Therapy Canine Program

dogLogosFINAL_TCP_WEB.jpgThe Pima County Sheriff’s Department Therapy Canine Program is comprised of the Crisis Canine Response Team (CCRT) and Corrections Pet Assisted Stress Therapy (CPAST) program. Deputy Leo is part of the CCRT that exist within our Mental Health Support Team. Officer Luke and Officer Leia are part of the CPAST team that exist within our correctional unit at the Pima County Adult Detention Complex

The CCRT will be utilized in a wide range of crisis and mental health situations which will vary from one on one to community wide interactions. In addition to doing crisis response they will also work with community hospitals, mental health welfare checks and departmental crisis response therapy.
The CPAST unit will be utilized internally in our Adult Detention Complex for both employee and prisoner welfare.

What is the difference between CCRT & CPAST?

CCRT is the acronym for Crisis Canine Response Team. The program was established to act as a bridge between private citizens and law enforcement members. What makes this program different from others in the state is that the team includes a deputy handler, allowing us to deploy the team to crime scenes. The team has developed relationships with agencies and the community to provide support in distressing situations.

CPAST is the acronym for Corrections Pet Assisted Stress. The team was established after the CCRT Team spent time training at the Adult Detention Complex and positive indicators were identified. The correlation to the CCRT Team and training at the Adult Detention Complex led to the development of CPAST. The proactive approach to inmate contact through rounds in the housing unit and assisting inmates in times of crisis has proven to reduce stress among inmate populations which leads to reduction of suicides, violence and assaults. When these reductions occur it provides a cohesive balance for the corrections officers, thus a less stressful work day. The benefit of employee wellness and enrichment has improved with the addition of the CPAST team.

How is the program funded?IMG_0189_WEB.jpg

The Pima County Sheriff’s Department was given a $10,000 gift from Arizona Complete Health. This gift covered the cost to purchase Deputy Leo, Officer Luke and Officer Leia. The gift also covers the cost for all of Deputy Leo’s supplies such as the dog food, kennel, dog bed, toys and car heat alarm. 

What training is required to become a therapy dog and how do the dogs and handlers receive training?

Our dogs and handlers train with Jeremy Brown, Owner of The Complete Canine. Each team will complete the AKC Canine Good Citizen Training and train for the Standards of Evaluation set in place by Pet Partners.

Who is Pet Partners?

Pet Partners is the nation’s leading nonprofit that registers handlers and animals as teams for animal assistive interventions, therapy, activities and education. They have a set of rigorous standards for both animals and their handlers.

Where did you get the dogs?

All three dogs were purchased from Chiricahua Retrievers in Wilcox, Arizona. They have 25 years of experience in breeding Labradors and Retrievers.

Why are the dogs registered and not certified?

Therapy animal teams are registered, not certified. Certification implies an independent third party has assessed an individual’s mastery of knowledge and skills. For example, a doctor is certified by a Board of Medicine, not the medical school where they completed their education. At this time, no independent certifying bodies for therapy animals exist.

Why didn’t you adopt the dogs from a shelter?

We chose a breeder who has vast knowledge in the dog’s blood line, temperament and behaviors.

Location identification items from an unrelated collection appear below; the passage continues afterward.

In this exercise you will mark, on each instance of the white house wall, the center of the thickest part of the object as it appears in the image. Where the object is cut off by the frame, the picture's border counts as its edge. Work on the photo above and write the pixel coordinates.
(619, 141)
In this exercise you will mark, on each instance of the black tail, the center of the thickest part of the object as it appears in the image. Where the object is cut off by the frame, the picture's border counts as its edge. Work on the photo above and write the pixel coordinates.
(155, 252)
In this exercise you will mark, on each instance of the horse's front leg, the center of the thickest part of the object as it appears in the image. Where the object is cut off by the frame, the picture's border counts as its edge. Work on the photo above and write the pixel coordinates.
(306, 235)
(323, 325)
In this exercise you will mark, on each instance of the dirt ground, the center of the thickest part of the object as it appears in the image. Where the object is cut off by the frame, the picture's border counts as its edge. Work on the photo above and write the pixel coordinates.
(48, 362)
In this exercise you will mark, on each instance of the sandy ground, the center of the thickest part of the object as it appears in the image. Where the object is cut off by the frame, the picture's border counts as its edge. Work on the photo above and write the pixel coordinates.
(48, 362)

There is uncertainty with the temperament of an adopted dog which is not advantageous for the setting the dogs are utilized.

Is there a difference between service dogs, therapy dogs and emotional support dogs?

A service dog is trained to help people with disabilities such as visual impairments, mental illnesses, seizure disorders, diabetes, etc. A therapy dog is trained to provide comfort and affection to people in hospice, disaster areas, retirement homes, hospitals, nursing homes, schools and more. Emotional support dogs provide their owners therapeutic benefits through companionship.